Edward says, ‘I have heard gentlemen venture – saving your lordship – that Thomas Cromwell is not base-born after all. That you are the natural son of some nobleman.’
He is amused. ‘Do they say which one?’
‘They reason, how else to explain your talent for ruling men?’
Walter ruled with his fist, he thinks.
‘Well, however that may be,’ Edward says, ‘I shall talk to my sister, and know her mind. And the queen, she will have a view, of course. I don’t know what I shall say to the Earl of Oxford …’
‘I’ll talk to him.’
‘Would you?’ Edward grasps at that. ‘We have come a long way together, my lord,’ he says, embracing him, ‘since we welcomed you to Wolf Hall.’
He goes home and tells Gregory, ‘I have found you a bride.’
‘Very well,’ Gregory says. ‘I shall contain myself in patience till you mention who.’
He hurries on. There are six bishops here to see him, and a delegation from the French embassy. But that night my lord Privy Seal sleeps soundly, under his canopy of violet and silver tissue, beneath a ceiling dusted with gilded stars.
On St George’s Day, at the chapter of the Order of the Garter, the king selects the Earl of Cumberland to fill a vacant stall, in exchange for his offices on the Scots border. It is the first, my lord Privy Seal hopes, in a series of tacit bargains that will free up posts in the north country for keen young men he will choose, whose loyalty is not to great families but only to himself and the king.
Cumberland’s grandfather was known as the Butcher, and the family has not mellowed since. Generations of raw dealing made his tenants smart; no wonder they turned on him, in the late rebellion. But such magnates, even in our day, are best controlled by offering them rewards. And the Garter is Europe’s most ancient order of chivalry, the highest honour the king can bestow.
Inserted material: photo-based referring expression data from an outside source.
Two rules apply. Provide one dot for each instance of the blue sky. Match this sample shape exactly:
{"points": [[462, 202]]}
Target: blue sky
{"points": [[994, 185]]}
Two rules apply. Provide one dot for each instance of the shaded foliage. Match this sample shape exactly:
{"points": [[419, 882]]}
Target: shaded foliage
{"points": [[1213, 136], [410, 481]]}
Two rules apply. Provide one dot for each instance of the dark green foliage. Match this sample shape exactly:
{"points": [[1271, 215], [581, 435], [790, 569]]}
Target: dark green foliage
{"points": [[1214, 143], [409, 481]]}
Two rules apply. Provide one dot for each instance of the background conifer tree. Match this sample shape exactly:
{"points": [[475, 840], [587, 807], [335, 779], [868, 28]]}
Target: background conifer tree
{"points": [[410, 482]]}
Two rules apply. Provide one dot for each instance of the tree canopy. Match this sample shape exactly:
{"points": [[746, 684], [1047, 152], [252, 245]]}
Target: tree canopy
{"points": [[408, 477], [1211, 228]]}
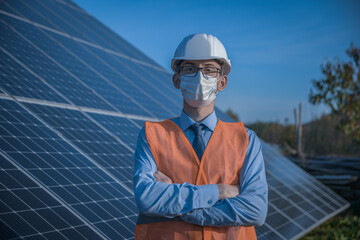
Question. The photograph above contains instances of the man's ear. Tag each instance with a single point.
(221, 85)
(176, 80)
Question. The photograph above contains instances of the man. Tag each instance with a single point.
(195, 176)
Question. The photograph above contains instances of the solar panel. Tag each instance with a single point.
(73, 97)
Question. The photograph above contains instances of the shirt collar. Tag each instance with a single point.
(210, 121)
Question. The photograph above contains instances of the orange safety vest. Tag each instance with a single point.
(221, 163)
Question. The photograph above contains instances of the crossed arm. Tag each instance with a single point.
(206, 205)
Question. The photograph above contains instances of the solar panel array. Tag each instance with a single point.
(73, 97)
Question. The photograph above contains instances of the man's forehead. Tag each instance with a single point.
(202, 62)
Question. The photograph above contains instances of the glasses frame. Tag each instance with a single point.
(201, 69)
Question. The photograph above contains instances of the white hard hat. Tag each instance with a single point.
(201, 46)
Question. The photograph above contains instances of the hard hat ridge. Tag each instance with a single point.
(201, 46)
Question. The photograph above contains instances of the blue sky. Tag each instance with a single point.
(275, 47)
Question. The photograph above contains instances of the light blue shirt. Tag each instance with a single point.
(200, 204)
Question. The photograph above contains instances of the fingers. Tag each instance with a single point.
(161, 177)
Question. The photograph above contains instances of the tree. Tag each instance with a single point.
(340, 89)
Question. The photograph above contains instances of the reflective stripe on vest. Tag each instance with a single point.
(221, 163)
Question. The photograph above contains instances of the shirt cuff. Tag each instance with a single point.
(208, 195)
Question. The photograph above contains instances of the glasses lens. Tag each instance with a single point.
(188, 70)
(210, 71)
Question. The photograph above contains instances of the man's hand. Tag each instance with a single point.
(160, 177)
(225, 190)
(228, 191)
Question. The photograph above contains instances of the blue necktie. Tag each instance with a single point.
(198, 144)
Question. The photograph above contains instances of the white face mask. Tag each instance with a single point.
(198, 91)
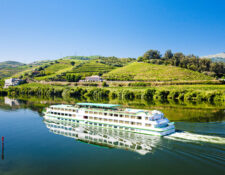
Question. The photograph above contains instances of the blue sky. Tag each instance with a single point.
(32, 30)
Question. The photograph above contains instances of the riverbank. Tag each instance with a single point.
(186, 93)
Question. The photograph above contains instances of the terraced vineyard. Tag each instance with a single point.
(92, 68)
(153, 72)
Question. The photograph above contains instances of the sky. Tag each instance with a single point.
(34, 30)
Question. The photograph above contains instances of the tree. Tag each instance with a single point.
(104, 84)
(151, 54)
(140, 59)
(168, 54)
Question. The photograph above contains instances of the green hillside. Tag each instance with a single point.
(153, 72)
(9, 68)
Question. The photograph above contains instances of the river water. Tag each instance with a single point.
(34, 146)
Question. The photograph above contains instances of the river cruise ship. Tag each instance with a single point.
(105, 137)
(112, 116)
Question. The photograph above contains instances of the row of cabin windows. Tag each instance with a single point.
(115, 115)
(63, 114)
(114, 121)
(63, 109)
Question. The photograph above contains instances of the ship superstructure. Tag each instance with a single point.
(112, 116)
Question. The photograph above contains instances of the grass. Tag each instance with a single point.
(92, 67)
(153, 72)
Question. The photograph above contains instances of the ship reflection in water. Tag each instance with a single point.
(106, 137)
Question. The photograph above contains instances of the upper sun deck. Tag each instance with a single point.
(110, 108)
(98, 105)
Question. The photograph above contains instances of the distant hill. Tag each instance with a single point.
(10, 64)
(220, 57)
(82, 57)
(152, 72)
(9, 68)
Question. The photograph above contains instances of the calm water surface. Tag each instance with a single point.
(33, 146)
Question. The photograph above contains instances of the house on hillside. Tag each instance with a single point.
(12, 82)
(92, 78)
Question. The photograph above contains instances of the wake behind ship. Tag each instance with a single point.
(112, 116)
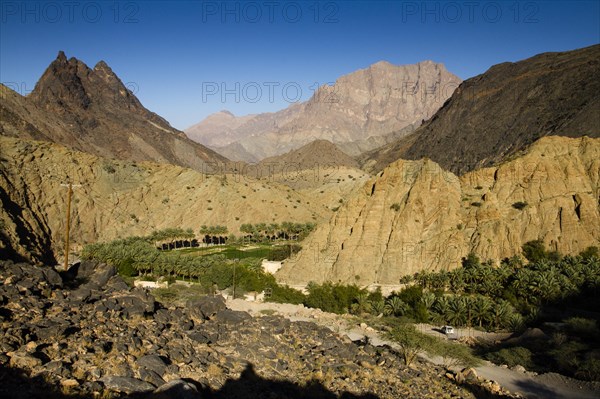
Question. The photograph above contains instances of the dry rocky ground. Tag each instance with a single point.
(85, 333)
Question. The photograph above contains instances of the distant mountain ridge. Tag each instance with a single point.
(495, 115)
(355, 114)
(317, 153)
(91, 110)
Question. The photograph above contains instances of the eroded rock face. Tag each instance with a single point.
(127, 198)
(416, 216)
(90, 109)
(495, 115)
(105, 350)
(371, 102)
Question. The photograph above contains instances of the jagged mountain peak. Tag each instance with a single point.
(359, 112)
(92, 110)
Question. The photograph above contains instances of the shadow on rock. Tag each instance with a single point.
(15, 384)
Mr Wriothesley edges up to him: ‘Shall I tell your lordship what the heralds are saying?’
He waits.
‘They say that the king is disappointed he must give the Garter to Cumberland. He would rather have filled the vacancy with one he holds more dear.’
The dear one should not have long to fret. Harry Percy has requested the loan of his old house in Hackney; he wants it to die in. The doctors say he will not last the summer, and when he goes, that will free a Garter stall. And when Lord Darcy comes to execution, that will make another vacancy. Mr Wriothesley looks coy. ‘Better order your mantles, sir.’
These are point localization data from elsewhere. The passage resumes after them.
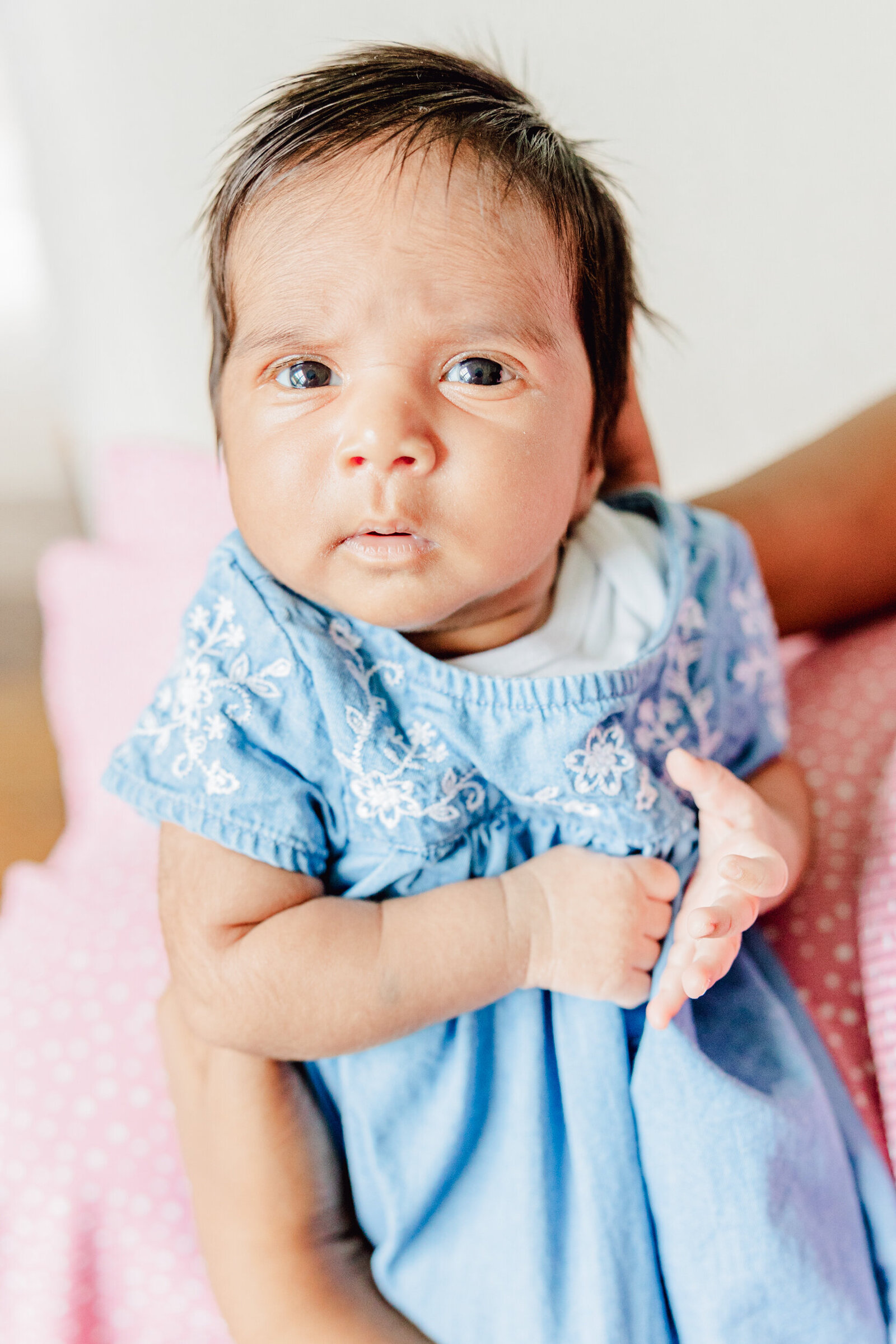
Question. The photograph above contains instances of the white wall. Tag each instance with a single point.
(757, 142)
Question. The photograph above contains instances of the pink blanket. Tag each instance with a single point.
(96, 1235)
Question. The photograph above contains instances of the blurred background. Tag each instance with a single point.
(754, 143)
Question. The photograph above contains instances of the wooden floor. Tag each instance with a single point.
(31, 815)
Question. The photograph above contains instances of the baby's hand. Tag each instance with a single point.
(594, 924)
(739, 874)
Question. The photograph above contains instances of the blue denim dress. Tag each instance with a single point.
(539, 1171)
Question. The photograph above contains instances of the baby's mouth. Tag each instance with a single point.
(388, 542)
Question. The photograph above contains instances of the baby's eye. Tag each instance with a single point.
(308, 373)
(479, 373)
Your mantles of cerulean velvet: sky blue lined with white damask. Hans busies himself at once with new and better designs for Garter insignia: he never lets slip a chance to market his genius. ‘I am not your enemy, you know,’ Hans says to him. ‘Even though I did paint you.’
As Jane lets out her bodices and appears unlaced, she yearns for cherries and peas, but there are none yet. She asks for quails, and the Lisles send them from Calais by the crate. They are fed on the boat and killed at Dover, to keep them as fat as possible, but even so they dwindle on the road, and Jane complains she must have more, and fatter. She eats them rubbed with spices and basted with honey, cracking and sucking the tiny bones. ‘She sets into them as if they had done her an injury,’ Gregory says. ‘Though she looks as if she would only eat curds and whey.’
The king says, ‘I like to see a woman show her appetite. The late Katherine, God rest her, when first we were married –’ he corrects himself, ‘when first we were thought to be married – she would make short work of a duckling. But then later,’ he glances away, ‘she began to undertake special fasts and penances. Always some strict practice, above the misery prescribed. It was her Spanish blood.’
He thinks, she was praying for us. Offering up her hunger pangs for England.
John Husee brings the quails at seven in the morning. Jane sends word from her suite: roast half for dinner, and we’ll have the rest for supper.
He asks Husee, ‘Is there no child yet? The king is keen for the outcome. It will warm his heart if Lisle has a son and heir.’
Husee shakes his head. He looks harassed, but then he always does.
‘Perhaps Honor has mistaken her reckoning,’ Fitzwilliam says. ‘What do the doctors advise?’
‘They advise patience.’
Fitzwilliam says, ‘By the time it is born it will know its letters, and be fit to gnaw a marrowbone and wave a wooden sword.’
In return for quails, and cherries when they are ripe, Jane agrees she will give a position in her household to one of Lady Lisle’s daughters. Jane asks them to send two, and whichever she rejects she will place in the train of some other noble lady. She kindly says that the girls may wear out their French apparel, even though English fashion has changed since last year.
But when the girls arrive, Jane looks at them and says, ‘Oh, no, no, no, no. I will have that one, but take her away and bring her back dressed more seemly.’